And sleep he did. It was dreamless, long, solid, and uninterrupted until late in the afternoon.

It occurred to Harry, yawning, that he'd taken care of all the important business – all the _really_ important business – before allowing himself to even consider sleeping, but he had the feeling there was yet more that ought to be seen to. Before he could clear his sleepy mind enough to work out what exactly these things were, he felt anew a huge pang for those who had been lost in battle so recently. So recently it still hurt like a scar.

No, the wound was still too fresh to be a scar, but he told himself that in time that pain, too, would be allowed to dull, though not be forgotten. He swallowed and touched his forehead, which was now only dully tender.

He reached over and seized his glasses, then his wand. His own phoenix-feather wand, returned to him in what he vowed would be the only self-serving use to which he would ever put the miraculous wand of legends. He clutched his wand closely, feeling just as whole again as it looked.

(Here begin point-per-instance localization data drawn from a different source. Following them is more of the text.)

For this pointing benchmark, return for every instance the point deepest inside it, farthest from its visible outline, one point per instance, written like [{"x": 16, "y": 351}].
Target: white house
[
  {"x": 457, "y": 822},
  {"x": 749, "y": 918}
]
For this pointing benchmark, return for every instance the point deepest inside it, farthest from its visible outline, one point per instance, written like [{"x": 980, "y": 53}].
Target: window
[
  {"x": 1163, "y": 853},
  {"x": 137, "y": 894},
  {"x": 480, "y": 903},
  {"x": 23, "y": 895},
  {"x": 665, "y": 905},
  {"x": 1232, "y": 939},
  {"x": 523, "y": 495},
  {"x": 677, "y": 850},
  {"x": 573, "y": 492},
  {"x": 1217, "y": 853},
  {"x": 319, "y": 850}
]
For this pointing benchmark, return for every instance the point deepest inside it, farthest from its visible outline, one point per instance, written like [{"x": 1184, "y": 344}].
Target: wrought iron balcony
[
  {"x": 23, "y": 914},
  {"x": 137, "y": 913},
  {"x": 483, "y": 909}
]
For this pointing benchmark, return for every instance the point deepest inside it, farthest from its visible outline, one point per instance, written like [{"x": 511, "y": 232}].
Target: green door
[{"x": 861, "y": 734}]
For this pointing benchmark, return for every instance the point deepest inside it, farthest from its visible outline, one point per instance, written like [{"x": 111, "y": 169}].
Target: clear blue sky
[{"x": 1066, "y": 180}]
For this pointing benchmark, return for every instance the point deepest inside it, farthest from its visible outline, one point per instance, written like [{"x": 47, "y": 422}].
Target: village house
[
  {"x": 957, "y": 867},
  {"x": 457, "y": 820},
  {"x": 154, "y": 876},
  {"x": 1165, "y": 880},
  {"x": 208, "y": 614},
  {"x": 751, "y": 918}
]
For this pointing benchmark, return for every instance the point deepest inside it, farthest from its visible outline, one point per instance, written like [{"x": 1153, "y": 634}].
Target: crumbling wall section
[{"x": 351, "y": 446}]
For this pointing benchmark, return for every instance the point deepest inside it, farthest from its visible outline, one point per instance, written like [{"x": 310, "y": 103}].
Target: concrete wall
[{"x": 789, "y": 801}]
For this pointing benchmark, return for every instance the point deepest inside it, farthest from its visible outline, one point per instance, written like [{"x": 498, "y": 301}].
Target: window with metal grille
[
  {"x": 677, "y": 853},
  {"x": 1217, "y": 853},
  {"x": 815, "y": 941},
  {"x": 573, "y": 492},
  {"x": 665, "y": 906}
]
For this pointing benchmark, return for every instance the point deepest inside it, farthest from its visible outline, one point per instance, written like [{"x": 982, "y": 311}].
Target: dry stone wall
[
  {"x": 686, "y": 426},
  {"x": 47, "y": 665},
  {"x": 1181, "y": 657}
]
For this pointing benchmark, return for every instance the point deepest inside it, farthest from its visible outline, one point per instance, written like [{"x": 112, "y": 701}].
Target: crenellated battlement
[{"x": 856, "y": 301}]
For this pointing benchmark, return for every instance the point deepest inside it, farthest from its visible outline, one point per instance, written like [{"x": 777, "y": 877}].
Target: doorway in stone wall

He then remembered the Hawthorn wand he had taken from Draco Malfoy and immediately felt the need to reunite it with its proper master as well. Unquestioningly. Or nearly so, anyhow. Old habit was delighted to procure the slightest detest for Draco Malfoy from the back of Harry's mind, but Harry no longer believed he could continue to behave so childishly toward his classmate who – annoying obstacle and coward though he may have been through the very end of it all – had chosen not to kill like his family, whose example everyone had expected him to follow.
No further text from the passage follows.